AOS has a moderately low acute oral toxicity as indicated by LD50 values between 1,300 and 2,400 mg/kg body weight for rats and between 2,500 and 4,300 mg/kg body weight for mice (SFT 1991; IPCS 1996). The toxic effects at high oral doses were reduced voluntary activity, diarrhoea and anaemia (IPCS 1996).
Skin and eye irritation
AOS are mildly to moderately irritating to human skin depending on the concentration. In patch tests, human skin can tolerate contact to solutions containing up to 1% AOS for 24 hours resulting in only mild irritation (IPCS 1996). Instillation in the rabbit eye of 0.5% AOS caused no irritation after 24 hours, while 1% AOS caused a weak irritation (Gloxhuber 1974).
Chronic toxicity, carcinogenicity, mutagenicity
The long-term toxicity and potential tumorigenic activity of AOS were assessed in a 2 year feeding study in rats at dietary levels of 0.1, 0.25 and 0.5%. No adverse clinical effects were observed, and survival rates were not affected by treatment with AOS. Histological examination of the tissues did not provide any evidence of toxicity or tumour induction (Hunter and Benson 1976). In the Salmonella/microsome assay (Ames test) AOS were tested as negative showing a negligible potential to cause genetic damage (Yam et al. 1984).
Reproductive toxicity
AOS were studied in rabbits, mice and rats for teratogenic potential. AOS were administered orally once a day by gavage on day 6-15 of pregnancy in mice and rats and on day 6-18 of pregnancy in rabbits. The doses were from 0.2–600 mg/kg body weight. The study showed no evidence of teratogenic potential (Palmer 1975b).
Classification
AOS are classified as Irritant (Xi) with the risk phrases R38 and R41 for concentrations > 80% and R36/38 (Irritating to eyes and skin) for concentrations of 40-80% according to CESIO (CESIO 2000).

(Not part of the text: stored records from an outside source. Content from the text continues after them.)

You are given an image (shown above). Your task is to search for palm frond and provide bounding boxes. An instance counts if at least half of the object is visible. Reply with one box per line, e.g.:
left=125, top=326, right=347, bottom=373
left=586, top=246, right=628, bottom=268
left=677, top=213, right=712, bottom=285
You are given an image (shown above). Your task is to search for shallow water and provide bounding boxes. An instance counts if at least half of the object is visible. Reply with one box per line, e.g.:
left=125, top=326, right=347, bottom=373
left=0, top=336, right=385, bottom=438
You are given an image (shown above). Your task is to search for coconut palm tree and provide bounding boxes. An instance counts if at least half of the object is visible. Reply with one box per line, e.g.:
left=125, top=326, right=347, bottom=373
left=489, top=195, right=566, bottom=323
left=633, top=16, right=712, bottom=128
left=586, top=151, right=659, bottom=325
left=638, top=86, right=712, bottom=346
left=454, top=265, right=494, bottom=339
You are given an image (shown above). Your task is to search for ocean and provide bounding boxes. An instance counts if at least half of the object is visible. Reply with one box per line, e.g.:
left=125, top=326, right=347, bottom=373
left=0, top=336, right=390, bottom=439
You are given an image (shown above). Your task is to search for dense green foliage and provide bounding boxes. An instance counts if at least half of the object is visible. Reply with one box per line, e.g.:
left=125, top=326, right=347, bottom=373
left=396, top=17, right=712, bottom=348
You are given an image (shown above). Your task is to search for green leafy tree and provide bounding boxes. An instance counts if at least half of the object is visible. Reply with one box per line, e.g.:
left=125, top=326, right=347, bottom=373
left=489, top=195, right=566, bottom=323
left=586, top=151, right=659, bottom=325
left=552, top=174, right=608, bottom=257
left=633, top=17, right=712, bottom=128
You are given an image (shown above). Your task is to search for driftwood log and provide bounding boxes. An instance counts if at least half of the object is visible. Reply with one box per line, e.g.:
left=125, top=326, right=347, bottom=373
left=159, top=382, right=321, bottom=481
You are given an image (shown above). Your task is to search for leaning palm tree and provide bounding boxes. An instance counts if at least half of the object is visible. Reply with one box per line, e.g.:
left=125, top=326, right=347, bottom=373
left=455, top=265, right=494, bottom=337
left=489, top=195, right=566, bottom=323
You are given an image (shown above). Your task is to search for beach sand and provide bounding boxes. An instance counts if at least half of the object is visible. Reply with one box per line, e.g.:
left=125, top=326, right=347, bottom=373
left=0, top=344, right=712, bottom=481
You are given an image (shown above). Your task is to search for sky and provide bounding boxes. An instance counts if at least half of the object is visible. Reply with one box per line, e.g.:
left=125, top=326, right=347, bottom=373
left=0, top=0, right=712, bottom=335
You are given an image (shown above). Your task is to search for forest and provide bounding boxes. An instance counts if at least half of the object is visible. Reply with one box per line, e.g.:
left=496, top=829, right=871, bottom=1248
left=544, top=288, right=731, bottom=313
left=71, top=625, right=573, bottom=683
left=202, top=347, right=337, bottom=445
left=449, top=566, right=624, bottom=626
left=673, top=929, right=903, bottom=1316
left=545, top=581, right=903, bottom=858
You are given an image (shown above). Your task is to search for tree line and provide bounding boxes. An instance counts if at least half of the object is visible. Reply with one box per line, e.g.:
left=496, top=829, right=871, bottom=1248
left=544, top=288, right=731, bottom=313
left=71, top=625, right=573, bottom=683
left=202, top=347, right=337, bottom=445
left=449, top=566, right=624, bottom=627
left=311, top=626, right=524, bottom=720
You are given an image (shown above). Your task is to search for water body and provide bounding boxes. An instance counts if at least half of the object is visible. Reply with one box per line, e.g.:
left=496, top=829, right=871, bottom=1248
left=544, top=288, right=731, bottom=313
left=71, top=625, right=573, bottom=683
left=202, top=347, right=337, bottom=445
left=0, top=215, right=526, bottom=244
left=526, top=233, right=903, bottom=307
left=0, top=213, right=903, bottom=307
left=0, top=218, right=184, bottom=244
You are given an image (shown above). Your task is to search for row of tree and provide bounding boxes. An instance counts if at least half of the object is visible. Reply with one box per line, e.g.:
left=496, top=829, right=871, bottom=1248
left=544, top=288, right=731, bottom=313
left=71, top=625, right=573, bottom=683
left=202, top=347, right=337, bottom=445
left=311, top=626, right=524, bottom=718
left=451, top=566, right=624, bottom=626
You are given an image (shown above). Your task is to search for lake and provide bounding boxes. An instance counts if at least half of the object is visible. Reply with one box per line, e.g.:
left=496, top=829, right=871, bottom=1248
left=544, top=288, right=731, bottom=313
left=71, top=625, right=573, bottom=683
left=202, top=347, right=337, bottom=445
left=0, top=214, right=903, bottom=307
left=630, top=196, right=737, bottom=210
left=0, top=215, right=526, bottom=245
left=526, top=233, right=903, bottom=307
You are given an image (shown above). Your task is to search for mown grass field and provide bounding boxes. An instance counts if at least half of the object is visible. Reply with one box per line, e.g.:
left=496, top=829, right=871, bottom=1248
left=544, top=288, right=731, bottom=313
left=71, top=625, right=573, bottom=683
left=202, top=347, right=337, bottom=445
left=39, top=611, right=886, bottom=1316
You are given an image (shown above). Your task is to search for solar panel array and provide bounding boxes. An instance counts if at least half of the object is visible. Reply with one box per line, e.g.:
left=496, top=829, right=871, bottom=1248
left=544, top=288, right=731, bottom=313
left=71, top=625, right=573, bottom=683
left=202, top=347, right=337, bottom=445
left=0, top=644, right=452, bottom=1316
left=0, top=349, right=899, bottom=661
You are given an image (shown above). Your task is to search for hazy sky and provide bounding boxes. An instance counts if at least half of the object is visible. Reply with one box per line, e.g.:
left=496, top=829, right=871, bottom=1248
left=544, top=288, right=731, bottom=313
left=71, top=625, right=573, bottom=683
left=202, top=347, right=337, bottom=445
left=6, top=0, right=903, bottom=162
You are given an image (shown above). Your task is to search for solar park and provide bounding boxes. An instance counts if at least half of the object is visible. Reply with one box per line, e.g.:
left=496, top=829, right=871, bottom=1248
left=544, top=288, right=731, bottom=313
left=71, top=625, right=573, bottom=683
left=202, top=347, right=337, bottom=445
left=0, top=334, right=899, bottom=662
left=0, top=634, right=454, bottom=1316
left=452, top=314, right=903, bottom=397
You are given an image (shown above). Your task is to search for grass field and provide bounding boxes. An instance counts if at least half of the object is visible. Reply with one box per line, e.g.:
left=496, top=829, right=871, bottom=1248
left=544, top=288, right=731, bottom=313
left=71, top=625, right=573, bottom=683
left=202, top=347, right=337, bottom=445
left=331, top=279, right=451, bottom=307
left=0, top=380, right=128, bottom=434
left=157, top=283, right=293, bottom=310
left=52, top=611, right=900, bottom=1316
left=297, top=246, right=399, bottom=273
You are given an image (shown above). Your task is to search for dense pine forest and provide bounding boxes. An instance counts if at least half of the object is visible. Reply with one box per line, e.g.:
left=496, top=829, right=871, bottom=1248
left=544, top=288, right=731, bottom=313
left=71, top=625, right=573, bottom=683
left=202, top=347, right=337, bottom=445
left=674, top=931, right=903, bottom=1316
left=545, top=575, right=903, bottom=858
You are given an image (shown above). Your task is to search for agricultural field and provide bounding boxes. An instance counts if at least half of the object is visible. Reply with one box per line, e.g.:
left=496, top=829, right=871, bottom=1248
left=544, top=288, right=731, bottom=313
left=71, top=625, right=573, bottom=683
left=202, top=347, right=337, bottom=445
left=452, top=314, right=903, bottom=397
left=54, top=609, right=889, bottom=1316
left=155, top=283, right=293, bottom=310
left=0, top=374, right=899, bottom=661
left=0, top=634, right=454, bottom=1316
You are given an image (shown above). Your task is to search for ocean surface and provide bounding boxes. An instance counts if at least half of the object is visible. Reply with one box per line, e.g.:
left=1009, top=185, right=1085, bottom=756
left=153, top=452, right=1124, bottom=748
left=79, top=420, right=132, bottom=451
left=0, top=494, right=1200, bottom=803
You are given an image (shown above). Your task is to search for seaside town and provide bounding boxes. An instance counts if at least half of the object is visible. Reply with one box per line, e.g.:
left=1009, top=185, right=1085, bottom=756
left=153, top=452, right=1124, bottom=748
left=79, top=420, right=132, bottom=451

AOS are not included in Annex 1 of the list of dangerous substances of Council Directive 67/548/EEC.
3.6 Sulfosuccinates
Sulfosuccinates are used in special detergent formulations and personal care products. Besides, sulfosuccinates are used as emulsifiers in the textile, plastics, photography and leather industries (Hales 1993; Steber and Berger 1995). The structurally related alkyl ether sulfosuccinates are used in personal care products. Sulfosuccinates have the following structure:
The alkyl chain(s) normally consist of less than nine carbons and can be either linear or branched. Branching increases the water solubility.
No data were found on the occurrence of sulfosuccinates in the environment.
3.6.1 Environmental fate
Biodegradation pathways
Relatively few studies have attempted to elucidate the biodegradation pathway of sulfosuccinates. High removals of carbon but no release of inorganic sulfate suggest that the biodegradation is initiated by hydrolysis of the ester bonds followed by b -oxidation of the alcohols (Steber and Berger 1995). Hales (1993) studied the formation of metabolites during degradation of C6-8 dialkyl sulfosuccinate under aerobic and anoxic conditions. This study confirmed the ester cleavage leaving one of two structural distinct monoalkyl sulfosuccinates, one being readily degraded and the other being less readily degraded. The suggested pathway for the easily degradable metabolite is hydrolytic cleavage leaving the corresponding alcohol and sulfosuccinate, whereas the other compound is sequentially degraded by w - and b -oxidations. In the absence of molecular oxygen, the ester bonds may be cleaved and followed by b -oxidation of the alcohol but the cleavage of the C-S-bond occurs only in the presence of oxygen. Thus a primary biodegradation is possible, whereas ultimate biodegradation is unlikely to occur under anoxic conditions (Hales 1993; Steber and Berger 1995).
Aerobic biodegradability
Data for the aerobic biodegradability have only been found for dialkyl sulfosuccinates and not for the ethoxylated compounds. High degrees of primary biodegradation (97-99%) are reported for C6-8 dialkyl compounds in OECD tests (Schöberl et al. 1988; Hales 1993). The biodegradation is highly affected by the structure of the carbon chain as indicated by a decreased primary biodegradation rate for structures with branched alkyl chains (Steber and Berger 1995). Dialkyl sulfosuccinates are not readily biodegradable according to OECD criteria for ready biodegradability (Table 3.22). Also coupled units tests have shown incomplete biodegradation with 70% DOC removal for C6-8 dialkyl sulfosuccinate (Hales 1993) and 49% for C8 dialkyl sulfosuccinate (Schöberl et al. 1988). A modified semi-continuous activated sludge test for ultimate inherent biodegradability showed 85-94% removal based on measurements of C6-8 dialkyl sulfosuccinate carbon (Hales 1993).
Table 3.22
Ultimate aerobic biodegradability of sulfosuccinates.
Compound |
Test |
Result |
Reference |
C6-8 dialkyl sulfosuccinate |
Modified OECD screening test, 28 d |
51-62% DOC 45-55% ThCO2 |
Hales 1993 |
C8 dialkyl sulfosuccinate |
Closed bottle test, 28 d |
50% ThOD |
Schöberl et al. 1988 |
Anaerobic biodegradability
No data have been found confirming an ultimate biodegradation of sulfosuccinates under anoxic conditions. As described in relation to the biodegradation pathway, only a primary biodegradation is anticipated in the absence of molecular oxygen (Hales 1993; Steber and Berger 1995).
Bioaccumulation
No experimental data describing the bioaccumulation potential of sulfosuccinates were found in the literature.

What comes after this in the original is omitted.